Hal tersebut merupakan sebuah bentuk konsekuensi dari kurangnya sosialisasi dalam masyarakat sekita, terutama masyarakat pedesaan. Kurangnya sosialisasi tentunya merupakan masalah bagi masyarakat pedesaan, dikarenakan masih kentalnya tradisi gotong royong yang ada di masyarakat pedesaan.
Budaya srawung tidak hanya di masyarakat Jawa saja. Budaya srawung juga dapat kita temui di daerah luar pulau Jawa. Sebagai contoh adalah orang Minahasa yang melakukan budaya serupa, namun masyarakat Minahasa menyebutnya sebagai budaya Mapalus. Contoh lainnya adalah masyarakat Mandaling (salah satu etnis yang ada di Sumatera Utara), masyarakat disana juga melakukan budaya yang serupa pula, namun oleh masyarakat Mandaling disebut dengan istilah Marsialapari.
Menurut Fong identitas budaya sebagai identitas komunikasi dengan sistem perilaku verbal dan non-verbal yang diartikan dan dibagikan kepada anggota kelompok dan rasa saling memiliki dalam membagi warisan, budaya, bahasa, norma yang sama (Samovar 2014:187).
Budaya srawung tentunya relevan jika dianalisis sesuai dengan kutipan diatas. Srawung akan terjadi apabila kelompok masyarakat memiliki sikap saling memiliki dalam membagi warisan, budaya, bahasa, maupun norma yang sama. Dapat diambil contoh ketika ada anak muda yang ikut srawung di daerah pedesaan. Biasanya ketika di daerah pedesaan, masyarakat yang ikut srawung mayoritas sudah berumur. Anak muda tersebut nantinya akan diberitahu bagaimana cara berbicara yang baik, tata krama, sikap, dan lain sebagainya.

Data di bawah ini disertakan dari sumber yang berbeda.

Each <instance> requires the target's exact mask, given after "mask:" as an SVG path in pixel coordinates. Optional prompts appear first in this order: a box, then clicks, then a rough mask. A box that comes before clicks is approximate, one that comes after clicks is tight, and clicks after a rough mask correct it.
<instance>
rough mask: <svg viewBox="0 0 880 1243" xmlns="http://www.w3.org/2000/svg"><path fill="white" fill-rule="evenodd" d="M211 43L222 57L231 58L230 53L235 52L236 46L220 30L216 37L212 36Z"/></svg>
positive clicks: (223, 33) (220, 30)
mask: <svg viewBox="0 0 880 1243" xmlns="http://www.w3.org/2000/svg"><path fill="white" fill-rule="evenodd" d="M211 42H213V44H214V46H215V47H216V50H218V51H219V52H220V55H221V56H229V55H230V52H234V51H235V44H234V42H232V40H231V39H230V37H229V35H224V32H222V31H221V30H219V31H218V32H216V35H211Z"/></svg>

Identitas budaya dalam (samovar:2017) dijadikan beberapa klasifikasi seperti, identitas rasial, identitas etnis, identitas gender, identitas nasional, identitas regional, identitas organisasi, identitas pribadi, dan yang terakhir adalah identitas dunia maya/khayalan.
Budaya srawung dapat dikatakan masuk ke dalam klasifikasi budaya etnis karena individu tersebut mengalami sebuah perasaan ingin memiliki pada suatu kelompok dan ingin mengetahui sesuatu tentang pengalaman yang dibagikan oleh kelompok tersebut.
Menurut Samovar (2014), "ada berbagai masalah yang bisa ditimbulkan akibat perbedaan budaya seperti rasis, etnosentrisme, maupun stereotype". Ketika berbicara mengenai keberagaman budaya, tentu tidak semuanya akan bersifat positif. Berdasarkan yang dilansir dari SuaraMerdeka.com, budaya tutur dan srawung kini sudah mulai luntur. Hal tersebut disebabkan oleh globalisasi di masa kini.Â
Dengan kemajuan teknologi yang canggih, masyrakat mulai meninggalkan budaya srawung tersebut. Terutama anak muda jaman sekarang yang beranggapan apabila bermain game mobile ataupun mengahbiskan waktu di depan layar komputer lebih asik dibandingkan harus berkumpul ataupun bersosialisasi dengan orang yang ada disekitar kita.
Budaya srawung merupakan salah satu contoh dari sekian banyak keberagaman budaya yang dapat menyatukan individu-individu lain kedalam sebuah kelompok. Sebagai warga negara Indonesia, tentunya kita harus tetap melestarikan kebudayaan yang masih ada hingga saat ini, salah satunya adalah budaya srawung. Seperti yang sudah penulis jelaskan diawal, apabila budaya srawung tidak hanya mempertemukan orang saja. Melainkan dapat menimbulkan rasa saling memiliki antara yang satu dengan yang lain, sehingga akan tercipta harmonisasi dalam sebuah hubungan bermasyarakat. Meluangkan waktu beberapa saat untuk bersosialisasi dengan masyarakat yang ada di sekitar kita bukanlah suatu hal yang sulit dilakukan. Hal tersebut nantinya juga akan bermanfaat untuk kita sendiri dan orang lain kedepannya.